Yuri Kramar. Exclusively to Vestnik Kavkaza
Yesterday, the enthroning of the new Pope Francis took place in the Vatican. Many indirect factors prove that his election wasn’t a coincidence. First, Benedict VI resigned, the first time in 600 year a sitting pope had done sos; then he was replaced by Cardinal Jorge Bergoglio in the second day of the conclave’s working. Almost all international mass media are paying numerous compliments to the new Pope.
It makes us think about a very smart and well-prepared direction of the Pope’s electing and the powerful information campaign which followed the elections.
The new head of the Vatican is expected to overcome the crisis in the Catholic Church and using it in favor of those who contributed to Francisco’s enthronement. At the same time, these goals contradict each other, and certain decisions will depend on the Pope himself. What will he feel like: an Argentinean, a Latin American, or a Catholic?
The policy of the RCC will depend on this, including the policy of the Caucasus and the Middle East. For example, recently the pro-Armenian mass media have reported as if Cardinal Bergoglio called “the Armenian genocide a hard crime against humanity and the Armenian nation, committed by the Ottoman Empire” in 2006 in Buenos Aires. However, they came up with only one reference to a little-known American periodical. It raises doubts on truthfulness of the information. The Argentinean Senate adopted the resolution in 1998, which judges any genocide as “a crime against humanity”, as examples there were genocides of Armenians, Jews, Kurds…
Such a behavior of the Argentinean elite is not surprising. Firstly, the Jews Diaspora of Buenos Aires surpasses even the New York Diaspora. The foreign minister of Israel Avigdor Lieberman paid a special attention to the Argentinean authorities a couple of years ago during his visit to the South America. And what can be more pleasing for Tel-Aviv than a small filth to Turkey, its strategic rival – at least the propaganda of “the Armenian genocide”?

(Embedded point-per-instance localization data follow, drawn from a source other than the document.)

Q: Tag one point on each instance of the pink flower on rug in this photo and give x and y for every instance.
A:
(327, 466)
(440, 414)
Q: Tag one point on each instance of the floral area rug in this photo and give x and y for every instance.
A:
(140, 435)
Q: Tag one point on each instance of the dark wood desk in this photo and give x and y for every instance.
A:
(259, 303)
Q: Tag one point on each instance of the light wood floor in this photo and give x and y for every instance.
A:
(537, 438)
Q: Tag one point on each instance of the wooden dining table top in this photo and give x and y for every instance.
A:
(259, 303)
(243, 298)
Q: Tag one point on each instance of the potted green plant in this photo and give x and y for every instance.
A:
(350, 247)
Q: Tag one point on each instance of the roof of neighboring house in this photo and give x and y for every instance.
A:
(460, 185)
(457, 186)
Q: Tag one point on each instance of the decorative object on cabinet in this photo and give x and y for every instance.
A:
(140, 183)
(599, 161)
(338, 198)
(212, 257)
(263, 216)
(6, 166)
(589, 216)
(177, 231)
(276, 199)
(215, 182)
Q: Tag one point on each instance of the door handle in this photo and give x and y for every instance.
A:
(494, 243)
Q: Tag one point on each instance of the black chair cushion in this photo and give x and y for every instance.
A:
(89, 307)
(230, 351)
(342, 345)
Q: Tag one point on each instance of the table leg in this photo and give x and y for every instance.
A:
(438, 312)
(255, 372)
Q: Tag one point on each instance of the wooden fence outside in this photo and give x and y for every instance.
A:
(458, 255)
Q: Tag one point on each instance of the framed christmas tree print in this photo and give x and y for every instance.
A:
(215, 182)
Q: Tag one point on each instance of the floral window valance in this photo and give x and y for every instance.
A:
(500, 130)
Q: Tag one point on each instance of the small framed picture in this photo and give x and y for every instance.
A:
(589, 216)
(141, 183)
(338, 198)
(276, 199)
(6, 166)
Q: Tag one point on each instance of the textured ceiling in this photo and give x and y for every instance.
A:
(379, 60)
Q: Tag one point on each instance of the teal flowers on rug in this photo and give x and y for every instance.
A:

Secondly, Argentina is the most “pro-Western” country among other states of the Latin America. Its role is similar to the role of Poland in East Europe. Buenos Aires is watching its Latin American neighbors and fulfilling all globalist requirements of the IMF, the World Bank, and other liberal structures. As for the policy of “liberty promotion” along with protection of homosexuality an important moment is touching on the myth on “the Armenian genocide.”
By the way, both of these items concern the motherland of the current Pope. Along with the resolution on “the Armenian genocide” the Argentinean authorities have recently recognized ability of homosexual unions – it caused a heavy rebuff of the head of local Catholics, Cardinal Bergoglio. His relations with President Cristina Kirchner appeared to be at “the freezing point.”
Almost all international mass media noticed that congratulations from Lady-President were very moderate. And even the recent visit to the new Pope was marked by Kirchner’s request to “contribute to returning of the Malvinas Islands to Argentina”, the residents of which voted by common consent for maintaining the archipelago under the British jurisdiction.
However, Popes have never interfered into disputes of secular leaders of the world and have always followed the principle “let the strongest win.” The UK is the strongest in the dispute over the Falkland Islands. And Kirchner’s impossible request resembles a direct desire to get the Pope into a mess in eyes of his compatriots.
At the same time, these factors do not contradict attractiveness of “the Argentinean variant” for modern Western liberalism, including the USA. Other variants were much more uncomfortable for Washington. While Americans had been fighting against the world Communism and the USSR, they failed to see a boom of socialism in the Latin America. In the 20th century only Cuba experienced its victory, but today it is easier to name the countries where socialists are not in power. Venezuela, Brasilia, Ecuador, Bolivia, Peru, and Nicaragua are being administrated by the left-wing regimes. First of all, they are oriented at nationalization of natural resources producing from hands of transnational monopolies which used to leave only a tiny part of revenues to the population.
The policy of these countries differs from the Argentinean or Columbian. In some extent they all are anti-American, and their foreign political steps prove this. For example, after the conflict over South Ossetia Venezuela and Nicaragua were one of first countries which recognized its independence.